With the summer Olympics coming I am getting stoked to watch the highest level athletes compete in track and field (the American trials are June 21-July 1st in Eugene!). One of my favorite events is the pole vault, and since I vaulted for many years I feel the need to give a little bit of education on the sport. Unlike most think, vaulting doesn’t actually require much upper body strength
What it does require is speed, power, technique, and confidence. When athletes combine all four of these athletic abilities, they are able to vault using larger poles which therefore toss them higher in the air. Vaulting on larger poles is the equivalent of being a more badass human specimen. The irony is as an athlete moves to a larger pole, a factor of doubt in their ability to properly execute enters often enters their mind. With doubt an athlete tends to run slower, jump with less power, and/or not take off with the same technique making the new larger pole no longer useful to them.

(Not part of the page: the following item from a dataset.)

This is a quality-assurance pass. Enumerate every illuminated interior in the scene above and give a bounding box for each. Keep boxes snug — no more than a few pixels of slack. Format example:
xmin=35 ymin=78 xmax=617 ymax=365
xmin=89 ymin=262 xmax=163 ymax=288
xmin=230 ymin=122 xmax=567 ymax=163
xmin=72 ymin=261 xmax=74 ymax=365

Running is similar. We need to take care to strike on our midfeet, extend each stride through the glute, keep our cadence quick but efficient, and keep our cores tight and chests tall. With race day approaching, it is vital to start running with confidence that you can do this. Everything you do in life is better when you believe in yourself. If you don’t believe in your ability you waver. You can probably attest from past experiences in relationships and work that when you doubted yourself things do not run as smooth. You have spent the past 20 weeks training to have the strength, form, and endurance to run a great race. If you doubt this ability you will undoubtably slouch, waste energy, run slower, than expected, and/or a combination of the above. Without confidence we can exaggerate movements leaving our stride tense. We want to feel loose and fast!
So from here on out, run with confidence. You have worked hard to build great form! Use it! Just like a vaulter can fail you if they don’t use the skill that got them to the next pole, you can fail if you don’t utilize the tools you have developed. If things don’t go right on race day, that is ok; but if you don’t go out trying with confidence and focus, you lose your opportunity to impress yourself.